The previously announced six-month distribution of $362.9 million, or seven cents per security will be paid on August 31.
The group generated a net cash inflow of $1.383 billion and a gross cash inflow of $1.383 billion over the six-month period and an operating cash surplus of $487.7 million (after interest, overheads and taxes),
For the six-month period, the statutory profit was $400.4 million, with the mall giant collecting $1.2 billion of gross rent, a 37 per cent increase from the first half of 2020.
The period was dotted with lockdowns in New Zealand, Queensland, Western Australia, Victoria and Sydney, with the results not capturing recent lockdowns that occurred after June 30.
Scentre Group CEO Peter Allen said the group had delivered a strong result despite restrictions.
“In those locations impacted less by lockdowns, we have seen trading conditions better than those experienced in the first half of 2019,” he said.
“Visitation rapidly rebounded when restrictions were eased. Annual sales through our platform were $23.4 billion.

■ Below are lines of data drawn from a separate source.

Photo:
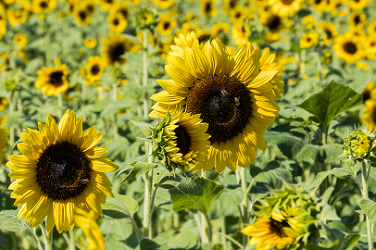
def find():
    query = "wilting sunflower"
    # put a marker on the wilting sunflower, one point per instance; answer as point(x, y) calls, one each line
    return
point(53, 80)
point(348, 47)
point(60, 170)
point(115, 47)
point(166, 24)
point(230, 93)
point(20, 40)
point(164, 4)
point(3, 138)
point(330, 32)
point(86, 221)
point(180, 140)
point(285, 7)
point(369, 115)
point(93, 70)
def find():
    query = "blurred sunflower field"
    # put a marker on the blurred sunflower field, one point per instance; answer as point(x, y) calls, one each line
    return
point(195, 124)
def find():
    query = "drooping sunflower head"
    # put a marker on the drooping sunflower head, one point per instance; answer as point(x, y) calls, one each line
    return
point(180, 140)
point(3, 138)
point(53, 80)
point(115, 47)
point(58, 171)
point(230, 92)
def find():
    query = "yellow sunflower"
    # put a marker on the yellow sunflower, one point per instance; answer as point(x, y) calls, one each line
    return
point(20, 40)
point(348, 47)
point(166, 24)
point(164, 4)
point(90, 43)
point(285, 7)
point(369, 115)
point(86, 221)
point(60, 170)
point(232, 95)
point(268, 232)
point(3, 138)
point(93, 70)
point(330, 32)
point(115, 47)
point(53, 80)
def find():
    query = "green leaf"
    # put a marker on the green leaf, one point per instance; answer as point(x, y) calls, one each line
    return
point(369, 208)
point(9, 221)
point(349, 240)
point(121, 206)
point(196, 194)
point(333, 100)
point(339, 172)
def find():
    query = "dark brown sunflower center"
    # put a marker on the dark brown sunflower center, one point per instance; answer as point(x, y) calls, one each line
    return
point(116, 52)
point(183, 140)
point(224, 103)
point(63, 171)
point(274, 22)
point(94, 70)
point(56, 78)
point(350, 48)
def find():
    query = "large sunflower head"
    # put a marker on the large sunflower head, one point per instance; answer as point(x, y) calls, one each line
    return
point(3, 138)
point(59, 170)
point(115, 47)
point(180, 140)
point(53, 80)
point(230, 92)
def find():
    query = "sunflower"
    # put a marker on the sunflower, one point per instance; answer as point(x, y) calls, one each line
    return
point(357, 4)
point(230, 93)
point(166, 24)
point(181, 140)
point(3, 138)
point(117, 22)
point(330, 32)
point(308, 40)
point(369, 115)
point(53, 80)
point(164, 4)
point(285, 7)
point(90, 43)
point(60, 170)
point(348, 47)
point(20, 40)
point(208, 8)
point(115, 47)
point(93, 70)
point(86, 221)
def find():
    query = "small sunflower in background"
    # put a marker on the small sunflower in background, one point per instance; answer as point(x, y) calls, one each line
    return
point(86, 221)
point(166, 24)
point(229, 92)
point(181, 141)
point(308, 40)
point(115, 47)
point(93, 71)
point(349, 47)
point(59, 170)
point(164, 4)
point(285, 8)
point(53, 80)
point(20, 40)
point(329, 32)
point(208, 8)
point(3, 138)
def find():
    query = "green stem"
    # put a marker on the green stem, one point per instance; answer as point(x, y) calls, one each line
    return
point(365, 195)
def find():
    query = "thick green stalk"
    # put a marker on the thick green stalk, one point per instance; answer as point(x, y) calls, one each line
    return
point(365, 195)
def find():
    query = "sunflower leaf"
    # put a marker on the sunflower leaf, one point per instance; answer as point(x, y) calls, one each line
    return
point(196, 194)
point(122, 206)
point(333, 100)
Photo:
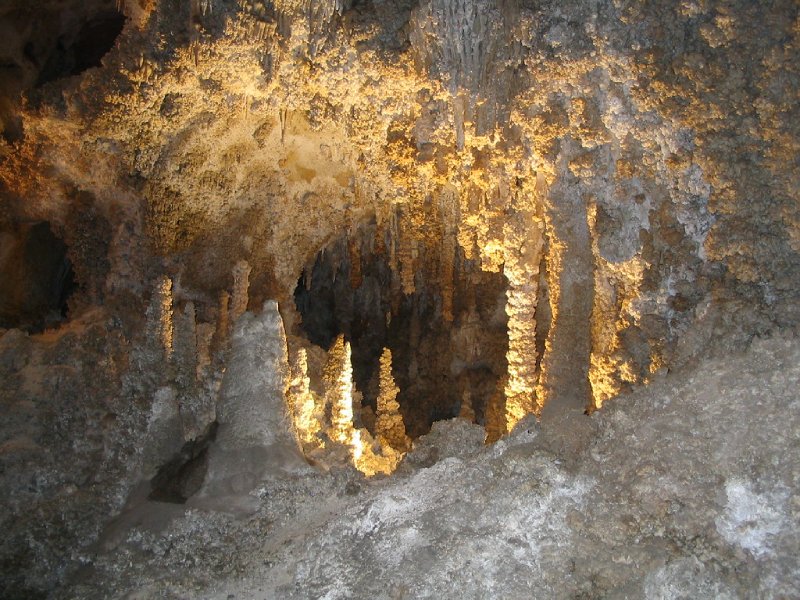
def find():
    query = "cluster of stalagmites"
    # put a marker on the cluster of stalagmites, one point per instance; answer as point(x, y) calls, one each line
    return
point(182, 352)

“During the first half of 2021, total sales excluding cinemas and travel exceeded total sales in the first half of 2019, even though there were a number of government lockdowns during the period.”
The group’s membership program, Westfield Plus, has more than 1.9 million members, increasing by 1.4 million since June last year.
During the first half, Scentre executed 1515 leasing transactions, including 619 new merchants. Occupancy is still high, with 98.5 per cent of the portfolio leased as of June 30, 2021.
Portfolio rent per square metre (total area) has increased by 23 per cent since 2010, to $822 per square metre with the portfolio’s overall area increasing by 15 per cent to 3.9 million square metres over the same time period.
The group has $5.7 billion in cash on hand, which is enough to service all debt obligations until early 2024. The interest cover for the period was 3.3 times, and the balance sheet gearing was 27.9 per cent as of June 30, 2021.
Across its wholly-owned portfolio, the group has committed to attaining net-zero Scope 1 and 2 emissions by 2030.
“The Group continues to target a distribution of 14 cents per security for the year to 31 December 2021,” Mr Allen said.
“This is based on the assumption that the current government restrictions substantially ease by the end of October 2021.
“Whilst we are currently operating through a period of government restrictions in key markets, we are confident in the ability of our business to perform.”
Shares in SCG were up 5.69 per cent to $2.70 at 1:25 pm AEST.